All tubes were placed in a water bath at 80 ° C for 20 minutes, then cooled on ice for 15 minutes. Test tubes with glucose had a brownish-yellow stain.

Photocallorimetry was performed against the control at KFK-3 when selecting a wavelength (λ = 315 nm). The calculation of glycogen content in the extract from the muscles is carried out according to the formula:

where G is the amount of glycogen, in mg%;

E _o - the extinction of the experimental sample;

E _article - extinction of a standard solution.

Example: in cattle

E _o - the extinction of the experimental sample was 0.845;

E _st - the extinction of the standard solution was 0.253.

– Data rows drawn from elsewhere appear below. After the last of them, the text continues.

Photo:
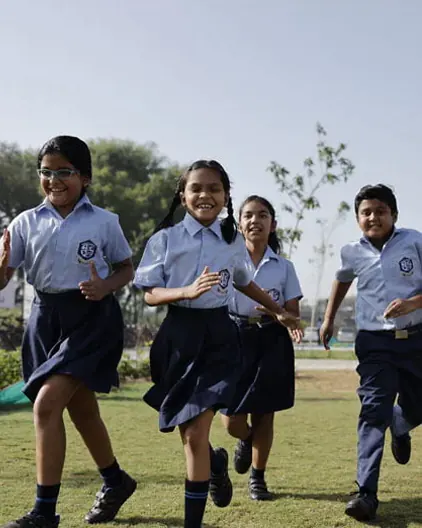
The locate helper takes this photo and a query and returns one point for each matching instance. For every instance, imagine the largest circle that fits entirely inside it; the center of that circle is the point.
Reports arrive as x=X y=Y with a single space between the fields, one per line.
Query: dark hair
x=377 y=192
x=273 y=240
x=228 y=224
x=73 y=149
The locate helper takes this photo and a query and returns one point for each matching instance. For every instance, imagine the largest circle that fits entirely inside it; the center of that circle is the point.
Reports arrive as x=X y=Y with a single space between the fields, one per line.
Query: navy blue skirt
x=195 y=364
x=267 y=383
x=66 y=334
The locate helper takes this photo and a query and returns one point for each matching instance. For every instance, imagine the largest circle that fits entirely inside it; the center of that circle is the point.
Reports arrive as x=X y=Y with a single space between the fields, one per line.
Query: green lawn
x=312 y=468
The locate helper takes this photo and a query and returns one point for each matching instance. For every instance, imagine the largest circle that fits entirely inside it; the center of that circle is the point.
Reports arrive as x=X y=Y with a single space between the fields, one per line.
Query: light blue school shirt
x=274 y=274
x=174 y=257
x=383 y=276
x=55 y=252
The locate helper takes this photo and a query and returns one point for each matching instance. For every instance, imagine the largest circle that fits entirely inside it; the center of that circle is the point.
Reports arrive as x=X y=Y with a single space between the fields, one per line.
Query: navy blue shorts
x=267 y=382
x=66 y=334
x=195 y=364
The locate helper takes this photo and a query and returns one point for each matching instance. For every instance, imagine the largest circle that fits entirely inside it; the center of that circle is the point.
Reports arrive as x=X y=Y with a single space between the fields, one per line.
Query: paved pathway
x=326 y=364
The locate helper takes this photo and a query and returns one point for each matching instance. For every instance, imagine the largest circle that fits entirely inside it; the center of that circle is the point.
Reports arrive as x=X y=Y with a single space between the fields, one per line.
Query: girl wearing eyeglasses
x=75 y=255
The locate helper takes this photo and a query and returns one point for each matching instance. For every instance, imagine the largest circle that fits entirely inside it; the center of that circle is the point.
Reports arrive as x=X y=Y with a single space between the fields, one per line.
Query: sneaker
x=258 y=489
x=108 y=501
x=363 y=507
x=243 y=456
x=221 y=489
x=401 y=448
x=32 y=520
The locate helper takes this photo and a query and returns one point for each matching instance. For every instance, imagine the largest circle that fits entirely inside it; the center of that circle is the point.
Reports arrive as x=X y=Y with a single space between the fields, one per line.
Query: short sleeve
x=346 y=272
x=117 y=247
x=242 y=275
x=292 y=289
x=150 y=272
x=17 y=242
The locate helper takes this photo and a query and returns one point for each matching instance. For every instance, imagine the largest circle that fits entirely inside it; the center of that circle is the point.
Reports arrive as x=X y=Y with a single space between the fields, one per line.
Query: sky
x=240 y=81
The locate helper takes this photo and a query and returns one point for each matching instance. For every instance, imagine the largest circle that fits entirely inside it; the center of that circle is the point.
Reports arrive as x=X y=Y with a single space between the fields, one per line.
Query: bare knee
x=47 y=409
x=195 y=437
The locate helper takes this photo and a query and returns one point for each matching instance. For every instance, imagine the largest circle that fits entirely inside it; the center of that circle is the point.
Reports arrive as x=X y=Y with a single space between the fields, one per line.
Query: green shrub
x=10 y=368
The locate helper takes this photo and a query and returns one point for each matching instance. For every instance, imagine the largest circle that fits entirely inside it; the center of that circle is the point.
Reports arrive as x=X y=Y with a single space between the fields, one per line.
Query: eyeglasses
x=61 y=174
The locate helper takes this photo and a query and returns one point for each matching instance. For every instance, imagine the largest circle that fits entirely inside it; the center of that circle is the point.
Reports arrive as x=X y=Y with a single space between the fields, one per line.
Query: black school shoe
x=243 y=455
x=108 y=501
x=221 y=489
x=32 y=520
x=401 y=447
x=258 y=489
x=364 y=506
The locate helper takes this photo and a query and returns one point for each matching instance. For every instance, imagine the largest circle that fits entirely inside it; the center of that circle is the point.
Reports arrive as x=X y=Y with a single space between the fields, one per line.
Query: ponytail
x=229 y=225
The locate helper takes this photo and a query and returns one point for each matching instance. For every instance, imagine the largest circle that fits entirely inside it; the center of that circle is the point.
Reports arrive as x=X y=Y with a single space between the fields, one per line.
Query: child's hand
x=5 y=251
x=95 y=288
x=284 y=318
x=296 y=335
x=326 y=333
x=399 y=307
x=202 y=284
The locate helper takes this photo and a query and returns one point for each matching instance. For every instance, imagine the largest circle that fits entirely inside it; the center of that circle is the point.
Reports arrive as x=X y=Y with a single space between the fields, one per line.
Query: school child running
x=74 y=338
x=195 y=357
x=387 y=262
x=267 y=383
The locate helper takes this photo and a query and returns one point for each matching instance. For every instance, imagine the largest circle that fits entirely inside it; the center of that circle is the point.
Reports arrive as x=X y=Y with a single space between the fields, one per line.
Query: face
x=375 y=219
x=256 y=222
x=204 y=196
x=62 y=193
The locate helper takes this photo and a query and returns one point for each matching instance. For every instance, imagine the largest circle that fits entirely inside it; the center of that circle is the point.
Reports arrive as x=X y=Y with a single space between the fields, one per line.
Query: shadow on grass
x=170 y=522
x=395 y=513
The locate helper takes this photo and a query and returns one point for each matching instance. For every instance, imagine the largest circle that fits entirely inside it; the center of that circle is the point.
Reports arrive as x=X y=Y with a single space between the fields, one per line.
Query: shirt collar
x=46 y=204
x=193 y=227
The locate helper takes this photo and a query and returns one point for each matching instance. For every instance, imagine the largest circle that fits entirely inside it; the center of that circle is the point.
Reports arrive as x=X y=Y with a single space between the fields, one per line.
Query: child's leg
x=237 y=426
x=263 y=434
x=195 y=438
x=118 y=485
x=50 y=439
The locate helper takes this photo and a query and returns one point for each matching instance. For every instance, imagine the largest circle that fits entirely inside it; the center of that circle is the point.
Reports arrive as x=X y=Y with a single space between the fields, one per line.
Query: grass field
x=311 y=471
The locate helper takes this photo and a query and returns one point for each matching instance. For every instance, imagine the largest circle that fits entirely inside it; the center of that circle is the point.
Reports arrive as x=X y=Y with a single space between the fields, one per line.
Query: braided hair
x=273 y=240
x=228 y=224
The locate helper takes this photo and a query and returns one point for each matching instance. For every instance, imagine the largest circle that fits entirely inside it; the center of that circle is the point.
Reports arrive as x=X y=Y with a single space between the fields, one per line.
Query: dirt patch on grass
x=327 y=381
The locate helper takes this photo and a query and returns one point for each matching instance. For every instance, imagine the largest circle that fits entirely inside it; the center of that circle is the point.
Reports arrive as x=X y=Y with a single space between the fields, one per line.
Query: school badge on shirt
x=224 y=280
x=274 y=294
x=86 y=251
x=406 y=266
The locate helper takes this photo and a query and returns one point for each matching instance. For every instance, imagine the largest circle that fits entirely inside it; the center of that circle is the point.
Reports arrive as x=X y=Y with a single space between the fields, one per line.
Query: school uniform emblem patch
x=406 y=265
x=274 y=294
x=87 y=250
x=224 y=278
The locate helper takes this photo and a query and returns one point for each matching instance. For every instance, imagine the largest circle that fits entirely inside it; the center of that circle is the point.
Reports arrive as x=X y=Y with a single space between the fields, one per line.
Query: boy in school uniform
x=387 y=262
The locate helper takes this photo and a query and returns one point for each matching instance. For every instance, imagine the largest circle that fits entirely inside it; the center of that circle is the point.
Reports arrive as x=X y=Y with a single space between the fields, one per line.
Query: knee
x=195 y=437
x=47 y=409
x=376 y=414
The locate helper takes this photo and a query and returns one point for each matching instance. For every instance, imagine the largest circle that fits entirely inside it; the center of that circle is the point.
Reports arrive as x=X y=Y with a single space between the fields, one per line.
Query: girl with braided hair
x=193 y=267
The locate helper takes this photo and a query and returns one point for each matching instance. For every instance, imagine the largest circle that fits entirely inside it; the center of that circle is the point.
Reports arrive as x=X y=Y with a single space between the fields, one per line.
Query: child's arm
x=6 y=272
x=253 y=291
x=157 y=296
x=338 y=293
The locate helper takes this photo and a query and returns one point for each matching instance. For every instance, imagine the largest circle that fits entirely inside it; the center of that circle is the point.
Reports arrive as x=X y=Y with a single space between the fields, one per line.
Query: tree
x=19 y=187
x=302 y=189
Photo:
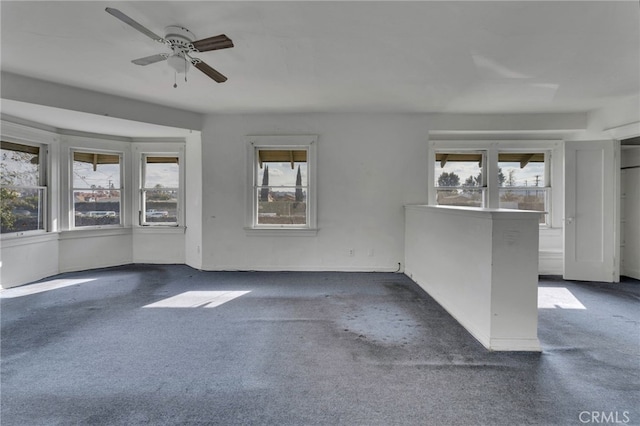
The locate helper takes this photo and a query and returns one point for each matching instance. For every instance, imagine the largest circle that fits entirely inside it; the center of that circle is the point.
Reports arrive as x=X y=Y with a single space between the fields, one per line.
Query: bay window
x=96 y=188
x=23 y=187
x=160 y=190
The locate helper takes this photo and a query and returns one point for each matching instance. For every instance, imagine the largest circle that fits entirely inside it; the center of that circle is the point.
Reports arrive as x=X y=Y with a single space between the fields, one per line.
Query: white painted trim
x=80 y=233
x=308 y=142
x=11 y=240
x=151 y=230
x=298 y=268
x=281 y=232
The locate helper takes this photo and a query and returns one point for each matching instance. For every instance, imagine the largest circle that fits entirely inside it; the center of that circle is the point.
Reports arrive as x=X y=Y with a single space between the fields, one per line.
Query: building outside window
x=96 y=188
x=160 y=190
x=23 y=187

гликогенаThus, substituting in the formula, we obtain the following result:

glycogen

Table 1 Glycogen content in animal muscle extract (M ± m; n = 10) Animal species The amount of glycogen, in mg% Cattle 333.9 ± 0.07 Pigs 301.9 ± 0.05 Sheeps 238.3 ± 0.02 Rabbits 2278.5 ± 0.09 Nutria 110 ± 0.08 Frogs 140.7 ± 0.03

According to table 1, we can conclude that rabbit meat has high nutritional value, then cattle meat, etc.

Claims (1)

A method for determining the nutritional value of animal meat, which involves boiling the test biological substrate in a centrifuge tube, followed by the addition of alcohol, cooling, centrifuging, selecting a supernatant, dissolving the precipitate, followed by additional cooling, centrifuging and dissolving the sediment, simultaneously adding the test biological substrate to the centrifuge tube, in a control test tube with water and in a test tube with a standard glucose solution of 13 ml of sulfuric acid and 1 ml of 1% condensate solution followed by heating, cooling, monitoring and photometry against definition of formula glycogen

where X is the amount of glycogen, mg%; E _about - the extinction of an experimental sample; E _article - extinction of a standard solution, characterized in that an extract from the muscle tissue of an animal is used as a biological substrate, which is boiled in a 5% trichloroacetic acid solution, and after the first cooling and before the second cooling, 1 ml of diethyl ether saturated with water 1: 1 is added to the test sample moreover, cooling is carried out for 15 minutes, centrifuged at 3000 rpm for 15 minutes, 2 ml of 1% condensate are added to the tubes, which are used resorcinol and photometer at a wavelength of λ = 315 nm.